B = gpucoder.stencilKernel(FUN,A,[M N],shape,param1,param2...) applies the function FUN to each [M,N] sliding window of the input A. Function FUN is called for each [M,N] submatrix of A and computes an element of output B. The index of this element corresponds to the center of the [M,N] window.

FUN is the handle to a user-defined function that returns a scalar output of the same type as the input.

C= FUN(X,param1,param2, ...)

X is the [M,N] submatrix of the original input A. X can be zero-padded when necessary, for instance at the boundaries of input A. X and the window can also be 1-D.
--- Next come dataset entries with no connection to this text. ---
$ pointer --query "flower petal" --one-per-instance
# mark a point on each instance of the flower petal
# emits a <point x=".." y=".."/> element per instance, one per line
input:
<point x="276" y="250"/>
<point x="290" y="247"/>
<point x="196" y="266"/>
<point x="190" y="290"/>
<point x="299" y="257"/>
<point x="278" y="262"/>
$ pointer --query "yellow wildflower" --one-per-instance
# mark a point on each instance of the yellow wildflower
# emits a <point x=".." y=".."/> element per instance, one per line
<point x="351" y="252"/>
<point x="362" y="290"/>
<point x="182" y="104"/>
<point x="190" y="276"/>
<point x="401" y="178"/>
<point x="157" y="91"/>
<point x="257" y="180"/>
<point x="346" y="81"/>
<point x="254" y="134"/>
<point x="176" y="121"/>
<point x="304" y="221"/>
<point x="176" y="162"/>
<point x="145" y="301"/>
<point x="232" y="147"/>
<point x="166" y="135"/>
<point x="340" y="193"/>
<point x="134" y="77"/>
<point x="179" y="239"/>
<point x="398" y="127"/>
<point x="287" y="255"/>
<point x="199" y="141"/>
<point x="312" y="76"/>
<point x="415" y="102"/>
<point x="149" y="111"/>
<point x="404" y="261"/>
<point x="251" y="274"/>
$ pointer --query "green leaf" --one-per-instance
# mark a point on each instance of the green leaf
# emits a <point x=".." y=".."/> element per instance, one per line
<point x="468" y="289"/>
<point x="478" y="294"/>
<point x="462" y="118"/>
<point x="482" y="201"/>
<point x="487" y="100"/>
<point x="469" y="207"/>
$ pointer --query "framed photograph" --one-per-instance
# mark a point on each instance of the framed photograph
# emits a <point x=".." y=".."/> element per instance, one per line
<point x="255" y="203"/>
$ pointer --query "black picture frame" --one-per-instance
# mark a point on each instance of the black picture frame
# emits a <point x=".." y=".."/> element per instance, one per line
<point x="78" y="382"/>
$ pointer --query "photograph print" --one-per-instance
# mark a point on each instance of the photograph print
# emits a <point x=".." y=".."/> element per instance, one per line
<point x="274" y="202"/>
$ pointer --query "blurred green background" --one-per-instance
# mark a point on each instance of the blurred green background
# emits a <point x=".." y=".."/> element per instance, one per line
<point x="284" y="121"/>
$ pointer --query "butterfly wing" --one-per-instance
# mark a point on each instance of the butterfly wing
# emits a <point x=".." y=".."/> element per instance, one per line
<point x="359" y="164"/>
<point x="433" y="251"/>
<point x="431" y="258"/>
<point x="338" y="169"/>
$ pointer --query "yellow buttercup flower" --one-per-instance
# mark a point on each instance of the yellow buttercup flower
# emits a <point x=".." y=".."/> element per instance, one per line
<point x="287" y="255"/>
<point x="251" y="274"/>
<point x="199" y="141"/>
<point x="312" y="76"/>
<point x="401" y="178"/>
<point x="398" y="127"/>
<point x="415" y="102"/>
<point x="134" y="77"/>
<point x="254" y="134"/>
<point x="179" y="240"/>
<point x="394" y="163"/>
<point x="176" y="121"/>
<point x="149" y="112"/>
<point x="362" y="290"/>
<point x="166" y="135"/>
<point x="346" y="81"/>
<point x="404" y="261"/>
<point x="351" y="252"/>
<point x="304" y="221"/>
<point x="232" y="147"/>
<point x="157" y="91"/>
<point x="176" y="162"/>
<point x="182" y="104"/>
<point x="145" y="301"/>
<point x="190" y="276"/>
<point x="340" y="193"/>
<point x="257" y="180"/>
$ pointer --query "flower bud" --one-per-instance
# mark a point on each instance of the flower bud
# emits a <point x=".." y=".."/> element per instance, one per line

C is a scalar valued output of FUN. It is the output computed for the center element of the [M,N] array X and is assigned to the corresponding element of the output array B.

param1,param2 are optional arguments. Pass these arguments if FUN requires any additional parameters in addition to the input window.
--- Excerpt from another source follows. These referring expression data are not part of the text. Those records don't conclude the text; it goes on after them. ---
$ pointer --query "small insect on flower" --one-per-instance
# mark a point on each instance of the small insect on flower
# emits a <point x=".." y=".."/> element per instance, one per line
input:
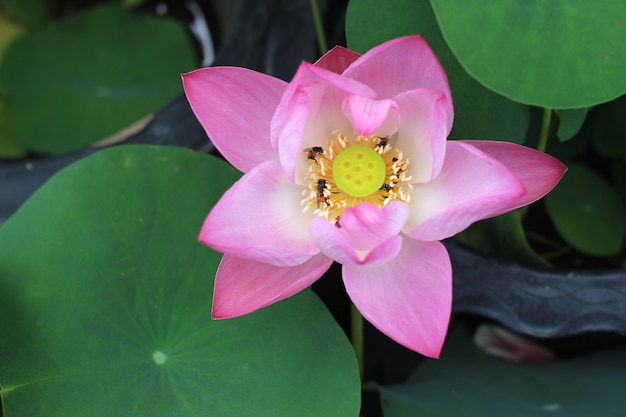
<point x="321" y="196"/>
<point x="311" y="153"/>
<point x="382" y="142"/>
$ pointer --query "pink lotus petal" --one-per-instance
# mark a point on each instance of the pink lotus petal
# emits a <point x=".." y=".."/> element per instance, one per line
<point x="423" y="131"/>
<point x="503" y="343"/>
<point x="538" y="171"/>
<point x="471" y="186"/>
<point x="368" y="237"/>
<point x="368" y="115"/>
<point x="243" y="286"/>
<point x="309" y="113"/>
<point x="409" y="298"/>
<point x="235" y="116"/>
<point x="337" y="59"/>
<point x="400" y="65"/>
<point x="260" y="218"/>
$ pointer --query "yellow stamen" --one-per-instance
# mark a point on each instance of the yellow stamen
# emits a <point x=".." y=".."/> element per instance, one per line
<point x="375" y="173"/>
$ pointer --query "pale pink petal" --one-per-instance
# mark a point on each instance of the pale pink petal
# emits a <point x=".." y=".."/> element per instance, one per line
<point x="309" y="113"/>
<point x="471" y="186"/>
<point x="369" y="236"/>
<point x="538" y="171"/>
<point x="260" y="218"/>
<point x="400" y="65"/>
<point x="503" y="343"/>
<point x="368" y="115"/>
<point x="243" y="286"/>
<point x="409" y="298"/>
<point x="366" y="225"/>
<point x="235" y="107"/>
<point x="332" y="242"/>
<point x="423" y="132"/>
<point x="337" y="59"/>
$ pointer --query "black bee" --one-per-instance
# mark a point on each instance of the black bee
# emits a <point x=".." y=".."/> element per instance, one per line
<point x="382" y="142"/>
<point x="321" y="186"/>
<point x="311" y="153"/>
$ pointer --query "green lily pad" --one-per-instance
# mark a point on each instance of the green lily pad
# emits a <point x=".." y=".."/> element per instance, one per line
<point x="550" y="53"/>
<point x="28" y="12"/>
<point x="466" y="382"/>
<point x="88" y="76"/>
<point x="588" y="212"/>
<point x="570" y="122"/>
<point x="105" y="300"/>
<point x="478" y="112"/>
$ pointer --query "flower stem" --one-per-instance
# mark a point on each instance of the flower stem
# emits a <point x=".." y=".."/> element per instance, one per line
<point x="319" y="27"/>
<point x="545" y="130"/>
<point x="356" y="336"/>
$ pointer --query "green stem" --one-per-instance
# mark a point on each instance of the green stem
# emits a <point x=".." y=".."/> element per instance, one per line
<point x="356" y="336"/>
<point x="319" y="27"/>
<point x="545" y="130"/>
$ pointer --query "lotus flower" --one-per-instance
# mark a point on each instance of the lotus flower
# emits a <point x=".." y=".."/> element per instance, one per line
<point x="349" y="162"/>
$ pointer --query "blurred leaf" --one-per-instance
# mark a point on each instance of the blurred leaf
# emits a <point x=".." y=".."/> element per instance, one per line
<point x="502" y="237"/>
<point x="570" y="122"/>
<point x="9" y="31"/>
<point x="587" y="212"/>
<point x="573" y="149"/>
<point x="479" y="113"/>
<point x="88" y="76"/>
<point x="10" y="147"/>
<point x="618" y="171"/>
<point x="27" y="12"/>
<point x="558" y="54"/>
<point x="468" y="383"/>
<point x="608" y="128"/>
<point x="105" y="299"/>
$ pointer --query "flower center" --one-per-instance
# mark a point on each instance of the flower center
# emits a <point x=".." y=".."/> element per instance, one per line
<point x="344" y="173"/>
<point x="359" y="171"/>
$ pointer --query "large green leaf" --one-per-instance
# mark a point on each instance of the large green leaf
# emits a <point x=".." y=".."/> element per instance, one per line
<point x="588" y="212"/>
<point x="105" y="299"/>
<point x="549" y="53"/>
<point x="468" y="383"/>
<point x="88" y="76"/>
<point x="478" y="112"/>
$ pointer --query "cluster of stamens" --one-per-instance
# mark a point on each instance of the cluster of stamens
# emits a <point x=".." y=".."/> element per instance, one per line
<point x="358" y="177"/>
The window [M,N] must be less than or equal to the size of A, with the same shape as A.

If A is 1-D row vector, the window must be [1,N].

If A is 1-D column vector, the window must be [N,1].

shape determines the size of the output array B. It can have one of three possible values:

  • 'same' - Returns output B that is the same size as A.

  • 'full' - (default) Returns the full output. Size of B > size of A, that is, if A is of size (x,y). Size of B = [x + floor(M/2), y + floor(N/2)]

  • 'valid' - Returns only those parts of the output that are computed without the zero-padded edges of A. Size of B = [x - floor(M/2), y - floor(N/2)]

The input A must be a vector or matrix with a numeric type supported by FUN. The class of B is the same as the class of A.

Code generation is supported only for fixed size outputs. Shape and window must be compile-time constants because they determine the size of the output.


collapse all

This example shows how to use the gpucoder.stencilKernel and generate CUDA® kernels that perform filtering of an image by using stencil operations.

This example performs mean filtering of a 2-D image. In one file, write the entry-point function test that accepts an image matrix A. Create a subfunction my_mean that computes the mean of the 3x3 submatrix.

function B = meanImgFilt(A)  %#codegen
  B = gpucoder.stencilKernel(@my_mean,A,[3 3],'same');
  function out = my_mean(A)
    out = cast(mean(A(:)), class(A));

Set up the test input image for the meanImgFilt function.

inImage = im2double(imread('cameraman.tif'));

Use the codegen function to generate CUDA MEX function.

codegen -config coder.gpuConfig('mex') -args {inImage} -report meanImgFilt

GPU Coder creates three kernels: meanImgFilt_kernel1 for initializing memory, meanImgFilt_kernel2 for optimizing the input memory structure, and meanImgFilt_kernel3 for mean filtering operation. The following is a snippet of the generated code.

  cudaMalloc(&gpu_B, 524288ULL);
  cudaMalloc(&gpu_A, 524288ULL);
  cudaMalloc(&gpu_expanded, 532512ULL);
  meanImgFilt_kernel1<<<dim3(131U, 1U, 1U), dim3(512U, 1U, 1U)>>>(gpu_expanded);
  cudaMemcpy((void *)gpu_A, (void *)&A[0], 524288ULL, cudaMemcpyHostToDevice);
  meanImgFilt_kernel2<<<dim3(128U, 1U, 1U), dim3(512U, 1U, 1U)>>>(gpu_A,
  meanImgFilt_kernel3<<<dim3(8U, 8U, 1U), dim3(32U, 32U, 1U)>>>(gpu_expanded,
  cudaMemcpy((void *)&B[0], (void *)gpu_B, 524288ULL, cudaMemcpyDeviceToHost);

meanImgFilt_kernel3 uses shared memory (__shared__ qualifier) to improve memory bandwidth and data locality.


  • For very large input sizes, the gpucoder.stencilKernel function may produce CUDA code that does not numerically match the MATLAB® simulation. In such cases, consider reducing the size of the input to produce accurate results..

Introduced in R2017b